魔法さえ使えれば、拠点の再建設にコストはほとんど掛からない。実際、魔王の力で一瞬にして魔王の宮殿が出現するようなシーンというのはありそうだ。とすると、建物の崩壊は気にする必要がない。

したがって、魔王がついカッとなって、勇者を巻き込むためにラスダンを崩壊させるとか、気軽に壊してもさほど問題ではない。さらに、矛盾するようだが実は、拠点破壊には、拠点防衛の意図があるという仮説すら可能だ。なぜそんなことをするのか。

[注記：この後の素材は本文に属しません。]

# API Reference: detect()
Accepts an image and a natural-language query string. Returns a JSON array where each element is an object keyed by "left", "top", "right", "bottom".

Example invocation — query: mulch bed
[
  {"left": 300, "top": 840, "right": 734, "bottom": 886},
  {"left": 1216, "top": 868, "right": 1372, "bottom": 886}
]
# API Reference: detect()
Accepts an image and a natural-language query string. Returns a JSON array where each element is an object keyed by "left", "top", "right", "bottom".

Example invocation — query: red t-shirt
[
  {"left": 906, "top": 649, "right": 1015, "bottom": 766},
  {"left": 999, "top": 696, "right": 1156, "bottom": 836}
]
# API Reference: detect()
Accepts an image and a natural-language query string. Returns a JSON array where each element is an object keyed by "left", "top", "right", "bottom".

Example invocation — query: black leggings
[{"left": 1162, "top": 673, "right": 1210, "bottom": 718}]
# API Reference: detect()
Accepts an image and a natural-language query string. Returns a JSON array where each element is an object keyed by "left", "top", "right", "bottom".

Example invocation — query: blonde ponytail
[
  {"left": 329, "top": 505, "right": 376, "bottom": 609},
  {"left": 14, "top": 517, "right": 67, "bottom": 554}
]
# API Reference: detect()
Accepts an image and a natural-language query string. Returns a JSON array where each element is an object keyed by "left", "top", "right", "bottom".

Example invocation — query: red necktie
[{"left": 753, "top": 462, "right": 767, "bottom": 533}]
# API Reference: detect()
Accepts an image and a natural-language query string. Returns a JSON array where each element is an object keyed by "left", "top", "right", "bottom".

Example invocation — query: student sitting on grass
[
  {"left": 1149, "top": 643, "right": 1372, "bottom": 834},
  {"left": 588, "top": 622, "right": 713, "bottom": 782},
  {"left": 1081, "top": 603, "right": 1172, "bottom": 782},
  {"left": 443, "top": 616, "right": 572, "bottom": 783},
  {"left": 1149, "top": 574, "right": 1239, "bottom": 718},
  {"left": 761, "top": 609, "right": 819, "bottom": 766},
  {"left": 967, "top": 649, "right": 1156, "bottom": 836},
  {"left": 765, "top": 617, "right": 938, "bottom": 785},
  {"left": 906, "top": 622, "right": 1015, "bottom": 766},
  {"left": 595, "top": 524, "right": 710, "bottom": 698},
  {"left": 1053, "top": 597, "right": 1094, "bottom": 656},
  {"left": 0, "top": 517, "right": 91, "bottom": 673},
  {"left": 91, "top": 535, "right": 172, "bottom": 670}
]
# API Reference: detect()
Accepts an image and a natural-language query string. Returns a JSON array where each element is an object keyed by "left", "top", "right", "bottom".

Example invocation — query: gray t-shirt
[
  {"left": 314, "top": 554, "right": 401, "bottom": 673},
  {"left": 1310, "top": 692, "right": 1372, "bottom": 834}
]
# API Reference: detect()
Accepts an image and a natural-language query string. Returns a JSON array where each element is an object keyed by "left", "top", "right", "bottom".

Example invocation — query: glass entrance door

新魔王さえ来れば、新魔宮は魔王の魔力で簡単に再設営できる。となると、人間側に陣地として利用されてしまったり、宮殿内の宝物が人間界に流出したりして、拠点が残るデメリットの方が多いのではないか。見た目が豪華なために、拠点の建物自体が重要だと思いがちだが、実は仮設的な建築物に過ぎない。

拠点破壊が意図的でない場合

・拠点の破壊が意図的でない(ラスボスの力でダンジョンが維持されているとか)ものである場合。意図せずして破壊され得る施設を本拠地にするとか、率直にいって正気の沙汰ではない。

ではそもそも、ラスボスの魔力でラスダンを維持していることの是非はどうか。これについては、やはり魔法リソースの低コスト性を考慮すると、合理的だと思える。

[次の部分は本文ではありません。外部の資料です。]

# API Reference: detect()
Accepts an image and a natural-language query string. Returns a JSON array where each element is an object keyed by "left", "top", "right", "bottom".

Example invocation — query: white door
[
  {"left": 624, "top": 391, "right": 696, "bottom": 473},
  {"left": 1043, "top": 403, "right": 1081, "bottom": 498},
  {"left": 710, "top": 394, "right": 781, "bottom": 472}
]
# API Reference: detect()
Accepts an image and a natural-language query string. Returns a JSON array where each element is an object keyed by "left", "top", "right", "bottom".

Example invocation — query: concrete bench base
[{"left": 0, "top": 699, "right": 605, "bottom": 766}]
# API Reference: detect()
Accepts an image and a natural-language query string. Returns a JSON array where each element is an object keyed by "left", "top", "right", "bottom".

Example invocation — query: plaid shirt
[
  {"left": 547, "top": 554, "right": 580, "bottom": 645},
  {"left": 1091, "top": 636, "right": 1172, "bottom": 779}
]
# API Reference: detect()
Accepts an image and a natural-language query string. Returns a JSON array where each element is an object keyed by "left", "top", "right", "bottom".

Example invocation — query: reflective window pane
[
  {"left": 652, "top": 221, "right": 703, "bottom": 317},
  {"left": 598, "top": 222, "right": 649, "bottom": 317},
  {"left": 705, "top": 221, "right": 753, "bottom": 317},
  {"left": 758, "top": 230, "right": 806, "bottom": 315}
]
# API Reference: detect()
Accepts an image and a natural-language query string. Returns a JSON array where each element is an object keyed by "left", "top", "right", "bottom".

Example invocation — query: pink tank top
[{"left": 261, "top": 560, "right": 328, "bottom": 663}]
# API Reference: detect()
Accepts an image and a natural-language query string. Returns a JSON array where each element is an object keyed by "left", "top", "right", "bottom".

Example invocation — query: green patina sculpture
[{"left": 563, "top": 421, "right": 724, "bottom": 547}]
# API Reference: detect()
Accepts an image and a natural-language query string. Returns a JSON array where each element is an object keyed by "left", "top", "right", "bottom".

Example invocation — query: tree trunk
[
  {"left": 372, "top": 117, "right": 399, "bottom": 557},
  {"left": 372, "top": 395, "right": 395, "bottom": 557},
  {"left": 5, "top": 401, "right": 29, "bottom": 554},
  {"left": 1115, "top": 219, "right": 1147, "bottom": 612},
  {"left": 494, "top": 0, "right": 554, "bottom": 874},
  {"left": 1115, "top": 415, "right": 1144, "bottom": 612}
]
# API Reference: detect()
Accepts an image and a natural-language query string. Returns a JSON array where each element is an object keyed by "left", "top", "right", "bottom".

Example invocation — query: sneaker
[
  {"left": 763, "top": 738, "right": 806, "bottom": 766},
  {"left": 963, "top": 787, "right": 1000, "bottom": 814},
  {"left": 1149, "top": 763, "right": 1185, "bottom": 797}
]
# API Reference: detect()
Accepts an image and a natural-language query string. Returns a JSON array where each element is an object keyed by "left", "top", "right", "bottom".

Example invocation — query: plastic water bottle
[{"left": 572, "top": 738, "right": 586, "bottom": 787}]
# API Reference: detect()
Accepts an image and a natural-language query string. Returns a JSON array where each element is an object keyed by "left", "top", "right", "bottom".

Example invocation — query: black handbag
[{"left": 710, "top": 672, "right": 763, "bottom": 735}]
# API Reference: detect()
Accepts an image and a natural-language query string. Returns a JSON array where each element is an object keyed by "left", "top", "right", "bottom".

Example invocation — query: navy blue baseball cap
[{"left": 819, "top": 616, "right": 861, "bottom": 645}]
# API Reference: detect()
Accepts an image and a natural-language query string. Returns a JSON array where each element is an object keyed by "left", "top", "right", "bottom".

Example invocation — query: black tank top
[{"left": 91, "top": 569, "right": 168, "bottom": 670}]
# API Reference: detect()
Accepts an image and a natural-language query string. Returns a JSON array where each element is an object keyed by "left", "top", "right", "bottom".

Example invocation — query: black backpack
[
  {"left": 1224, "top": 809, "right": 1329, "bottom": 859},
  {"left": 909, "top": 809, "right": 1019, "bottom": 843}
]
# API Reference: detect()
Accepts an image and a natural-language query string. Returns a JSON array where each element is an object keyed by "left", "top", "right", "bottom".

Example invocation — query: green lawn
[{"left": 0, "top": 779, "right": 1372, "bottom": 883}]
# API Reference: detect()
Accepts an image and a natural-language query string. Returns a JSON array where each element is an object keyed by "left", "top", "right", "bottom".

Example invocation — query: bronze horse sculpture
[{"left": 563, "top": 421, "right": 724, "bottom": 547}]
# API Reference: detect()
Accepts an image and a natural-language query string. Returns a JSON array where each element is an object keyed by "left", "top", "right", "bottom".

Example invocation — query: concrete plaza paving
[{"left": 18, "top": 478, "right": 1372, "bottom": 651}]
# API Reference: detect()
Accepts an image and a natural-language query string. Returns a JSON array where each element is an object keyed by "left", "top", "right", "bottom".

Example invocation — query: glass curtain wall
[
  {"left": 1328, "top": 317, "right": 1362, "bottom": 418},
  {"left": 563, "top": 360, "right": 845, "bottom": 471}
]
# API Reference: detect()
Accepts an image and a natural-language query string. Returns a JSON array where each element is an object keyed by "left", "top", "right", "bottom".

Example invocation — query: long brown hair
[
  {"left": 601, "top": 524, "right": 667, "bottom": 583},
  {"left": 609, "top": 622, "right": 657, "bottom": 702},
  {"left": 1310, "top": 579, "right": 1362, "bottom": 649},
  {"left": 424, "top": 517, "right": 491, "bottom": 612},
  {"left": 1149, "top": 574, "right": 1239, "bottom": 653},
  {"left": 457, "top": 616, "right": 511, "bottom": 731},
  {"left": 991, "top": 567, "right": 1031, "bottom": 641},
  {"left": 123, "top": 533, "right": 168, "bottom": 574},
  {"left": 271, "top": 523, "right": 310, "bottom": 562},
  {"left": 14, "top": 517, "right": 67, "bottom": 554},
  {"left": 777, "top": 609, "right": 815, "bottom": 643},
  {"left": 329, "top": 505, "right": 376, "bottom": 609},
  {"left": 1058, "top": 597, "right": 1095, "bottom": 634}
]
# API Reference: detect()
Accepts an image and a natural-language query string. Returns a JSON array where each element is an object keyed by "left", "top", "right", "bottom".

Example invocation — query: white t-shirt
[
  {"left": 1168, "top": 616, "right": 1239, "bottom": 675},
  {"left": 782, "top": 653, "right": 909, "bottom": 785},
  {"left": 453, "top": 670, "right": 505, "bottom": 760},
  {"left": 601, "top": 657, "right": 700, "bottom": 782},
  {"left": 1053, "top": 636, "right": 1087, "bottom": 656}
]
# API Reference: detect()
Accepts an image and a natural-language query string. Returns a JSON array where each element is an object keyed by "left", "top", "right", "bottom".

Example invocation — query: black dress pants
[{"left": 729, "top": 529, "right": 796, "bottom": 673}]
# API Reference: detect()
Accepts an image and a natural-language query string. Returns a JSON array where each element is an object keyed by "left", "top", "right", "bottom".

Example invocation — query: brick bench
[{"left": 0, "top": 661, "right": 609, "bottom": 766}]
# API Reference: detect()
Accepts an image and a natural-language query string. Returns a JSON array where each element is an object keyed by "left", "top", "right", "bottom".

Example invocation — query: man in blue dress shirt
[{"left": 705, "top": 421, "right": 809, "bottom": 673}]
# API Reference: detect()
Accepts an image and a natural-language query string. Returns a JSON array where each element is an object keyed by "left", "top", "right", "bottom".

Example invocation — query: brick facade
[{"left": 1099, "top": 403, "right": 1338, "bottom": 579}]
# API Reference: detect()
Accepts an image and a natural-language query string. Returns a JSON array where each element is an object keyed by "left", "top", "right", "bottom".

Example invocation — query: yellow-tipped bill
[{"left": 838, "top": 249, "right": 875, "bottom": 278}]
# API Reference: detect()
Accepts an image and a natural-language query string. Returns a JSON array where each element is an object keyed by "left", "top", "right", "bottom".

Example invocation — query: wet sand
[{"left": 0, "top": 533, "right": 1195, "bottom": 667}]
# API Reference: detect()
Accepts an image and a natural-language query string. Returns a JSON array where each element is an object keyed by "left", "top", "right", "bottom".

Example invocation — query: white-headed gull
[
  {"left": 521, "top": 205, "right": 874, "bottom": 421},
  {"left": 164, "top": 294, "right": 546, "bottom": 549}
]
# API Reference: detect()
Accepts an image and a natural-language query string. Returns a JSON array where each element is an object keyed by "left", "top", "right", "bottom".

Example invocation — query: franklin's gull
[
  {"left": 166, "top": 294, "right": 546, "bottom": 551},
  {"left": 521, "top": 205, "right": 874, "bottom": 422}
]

だいたい、魔物は破壊こそ得意とすれ、創造は不得意ではないだろうか。いかにもブチ壊すしか能がなさそうな感じの連中が揃っている。魔力に依存しない建物を建てるなら、まともに土木工事をしなければならないが、魔物を使役して建物を建てるのは効率的でない。

したがって、魔力で維持する方が合理的というわけだ。ただし、人間の拠点を奪って再利用するか、人間を奴隷として使役するのは考えられる。その場合、魔王の世界征服が完了するまでの、過渡的な拠点なのかもしれない。

魔王軍の組織論

元エントリでは、魔王に権能が集中し過ぎていることを問題視していた。最後にそれついても考えよう。これもリソースの違いによって説明したい。

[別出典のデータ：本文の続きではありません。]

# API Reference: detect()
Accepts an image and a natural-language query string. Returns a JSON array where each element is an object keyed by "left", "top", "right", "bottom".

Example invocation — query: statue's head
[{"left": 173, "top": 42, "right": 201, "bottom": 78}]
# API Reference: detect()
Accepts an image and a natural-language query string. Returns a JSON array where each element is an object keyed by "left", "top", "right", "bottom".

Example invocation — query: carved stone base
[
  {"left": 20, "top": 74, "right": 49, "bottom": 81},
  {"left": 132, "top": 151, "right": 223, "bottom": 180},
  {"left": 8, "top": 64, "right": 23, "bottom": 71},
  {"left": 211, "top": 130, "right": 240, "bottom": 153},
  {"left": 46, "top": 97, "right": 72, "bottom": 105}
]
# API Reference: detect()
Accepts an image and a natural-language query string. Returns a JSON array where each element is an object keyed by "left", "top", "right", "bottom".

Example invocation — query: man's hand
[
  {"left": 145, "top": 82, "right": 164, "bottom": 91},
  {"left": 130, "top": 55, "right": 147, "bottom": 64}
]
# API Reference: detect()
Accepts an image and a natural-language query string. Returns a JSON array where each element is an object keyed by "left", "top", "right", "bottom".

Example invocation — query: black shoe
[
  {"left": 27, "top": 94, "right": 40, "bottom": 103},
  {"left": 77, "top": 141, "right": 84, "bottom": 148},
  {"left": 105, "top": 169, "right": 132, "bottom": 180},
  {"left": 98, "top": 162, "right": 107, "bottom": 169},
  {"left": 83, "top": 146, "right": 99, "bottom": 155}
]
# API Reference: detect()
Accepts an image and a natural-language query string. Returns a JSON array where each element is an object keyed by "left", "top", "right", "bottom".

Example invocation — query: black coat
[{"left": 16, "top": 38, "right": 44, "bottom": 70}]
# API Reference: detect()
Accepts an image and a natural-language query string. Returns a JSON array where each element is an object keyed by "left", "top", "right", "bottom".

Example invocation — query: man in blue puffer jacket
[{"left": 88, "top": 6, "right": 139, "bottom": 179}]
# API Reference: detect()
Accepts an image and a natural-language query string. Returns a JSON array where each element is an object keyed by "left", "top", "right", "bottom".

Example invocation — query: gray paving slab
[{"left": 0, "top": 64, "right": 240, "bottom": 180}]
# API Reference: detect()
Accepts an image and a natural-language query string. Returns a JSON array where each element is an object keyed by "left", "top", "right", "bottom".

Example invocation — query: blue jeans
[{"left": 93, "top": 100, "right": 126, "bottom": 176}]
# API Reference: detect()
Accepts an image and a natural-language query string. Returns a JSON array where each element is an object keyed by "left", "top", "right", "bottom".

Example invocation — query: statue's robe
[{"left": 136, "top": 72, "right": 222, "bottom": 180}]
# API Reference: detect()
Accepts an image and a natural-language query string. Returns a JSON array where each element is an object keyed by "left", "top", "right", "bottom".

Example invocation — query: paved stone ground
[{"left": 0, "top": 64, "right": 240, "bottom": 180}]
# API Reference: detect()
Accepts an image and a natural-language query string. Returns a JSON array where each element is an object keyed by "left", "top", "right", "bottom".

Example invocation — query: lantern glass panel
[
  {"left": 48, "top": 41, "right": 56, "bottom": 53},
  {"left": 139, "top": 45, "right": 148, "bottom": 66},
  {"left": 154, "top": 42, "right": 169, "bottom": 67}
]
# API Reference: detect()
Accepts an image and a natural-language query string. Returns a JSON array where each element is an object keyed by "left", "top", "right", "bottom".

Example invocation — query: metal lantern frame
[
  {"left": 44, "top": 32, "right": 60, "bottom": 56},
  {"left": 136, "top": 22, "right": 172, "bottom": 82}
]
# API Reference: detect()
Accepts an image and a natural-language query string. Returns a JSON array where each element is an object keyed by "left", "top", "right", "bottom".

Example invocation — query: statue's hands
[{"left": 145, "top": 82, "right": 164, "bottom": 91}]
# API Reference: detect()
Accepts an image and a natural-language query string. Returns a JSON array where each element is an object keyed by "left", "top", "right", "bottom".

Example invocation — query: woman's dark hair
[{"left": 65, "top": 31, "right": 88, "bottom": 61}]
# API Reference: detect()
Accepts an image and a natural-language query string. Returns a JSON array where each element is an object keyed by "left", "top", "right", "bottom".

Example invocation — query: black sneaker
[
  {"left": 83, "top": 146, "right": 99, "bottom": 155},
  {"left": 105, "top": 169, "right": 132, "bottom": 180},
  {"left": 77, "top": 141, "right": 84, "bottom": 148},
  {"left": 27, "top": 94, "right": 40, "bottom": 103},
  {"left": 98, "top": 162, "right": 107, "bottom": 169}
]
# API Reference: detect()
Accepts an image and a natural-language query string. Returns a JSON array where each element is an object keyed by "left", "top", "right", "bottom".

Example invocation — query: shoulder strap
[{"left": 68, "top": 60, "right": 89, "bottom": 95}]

まず、魔物側は人間側より、能力格差が大きい。序盤の魔物のHPが10、魔王のHPが10万、と一万倍も離れていることも珍しくない。そして、魔界は裏切りが日常茶飯事でもおかしくないし、そもそも魔物同士の意思疎通すら満足にできないこともありそうだ。

すると、世襲したとか、民主的に選ばれた、というトップはまずありえないはずだ。魔物側の秩序は、力の秩序でしかない。人間の組織ほど、トップの代わりが利かない。

したがって、魔王の権能は、少なくとも人間の組織ほど、委譲できないのではないか。先に述べた力の秩序と魔法の属人性の高さを考慮すると、委譲した者が弱ければ、結局言うことを聞かなそうだからだ。

というよりそもそも、組織に執着する必要が薄そうだ。魔物を召喚するシーンはよくあるので、人的(魔的)リソースを気にしなくて構わない。新魔王はすぐ新組織を作れると考える。したがって拠点同様に、組織すらも過渡的なもので構わない。

従っている魔物は、そのような組織で構わないのか。これについては、おそらく困らないだろう。無生物系モンスターは元から思考しないだろうし、動物系モンスターは野生でも生きられそうだし、悪魔系モンスターは魔界に帰って百年過ごすといった身の振り方もできそうだ。

結論

ここまで見てきたように、一見して不自然なように思えた、魔王軍における拠点や組織の位置づけも、魔法というリソースの特殊性を考慮すると、実はそれなりの必然性を持つ。

皮肉なことにむしろ、拠点だの組織だのに固執しなければならない人間側が、ある面では不自由だとすら思えてくるのである。というよりそもそも、人間が魔法を夢想するのには、自由への憧れがあるかもしれない。